Despite the reduction in advertising inventory on television due to a 12-minute cap imposed by the Telecom Regulatory Authority of India (Trai), television networks are expected to post double-digit growth in ad revenues. The capping of commercial airtime on channels has allowed networks like Zee Entertainment Enterprises and Viacom18 to charge a premium on advertising inventory, specially on their general entertainment and movie channels. According to street estimates, Zee is expected to post an ad revenue growth of 12-15 per cent.
Television has also benefited from extensive spending by parties. Sector estimates peg the political advertising on television at Rs 1,000 crore. News channels have benefited a great deal from political ads because the 12-minute cap does not apply to these.
The Supreme Court directed the Trai not to take coercive action against news channels for not following the advertising cap rule after the News Broadcasters’ Association (NBA) appealed against it.
In the case of the print media, the general elections have given a thrust to advertising, with parties spending 10 per cent of their Rs 2,000-crore budget on it. The sector is set to see ad revenue growth of 16-18 per cent, driven mostly by regional newspapers.
Brokerage firm Motilal Oswal said, “We expect strong double-digit advertisement revenue growth of 12-22 per cent for all media companies barring Sun TV, impacted by a year-on-year correction in inventory due to the Trai regulation. While growth is expected to be particularly strong at 20 per cent for Jagran Prakashan and Hindustan Media Ventures (on a low base), the momentum is likely to remain strong at 15-16 per cent for Zee and DB Corp.
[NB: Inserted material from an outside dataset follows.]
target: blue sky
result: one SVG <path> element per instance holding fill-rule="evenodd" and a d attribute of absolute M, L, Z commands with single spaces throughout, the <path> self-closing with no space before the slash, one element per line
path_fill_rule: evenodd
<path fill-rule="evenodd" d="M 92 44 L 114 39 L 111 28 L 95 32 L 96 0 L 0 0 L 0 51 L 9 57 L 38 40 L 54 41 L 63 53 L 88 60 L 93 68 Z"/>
For Hindustan Times English, we expect advertisement growth to improve to eight per cent year-on-year (from six in the third quarter of 2013-14).”
Brokerage Edelweiss said, “We expect Zee to report an ad revenue growth of 12 per cent year-on-year in the fourth quarter of 2013-14 (against 15.5 per cent in the fourth quarter of 2012-13). Due to the high base and slow progress of digitisation, domestic subscription growth will be slightly muted at seven per cent.”
For print, the growth in subscription revenue on rises in the cover prices of publications helped offset the increase in cost of newsprint. Due to depreciation of the rupee, newsprint costs went up 15-20 per cent, offset by a same increase in the cover price and no reduction in subscription numbers.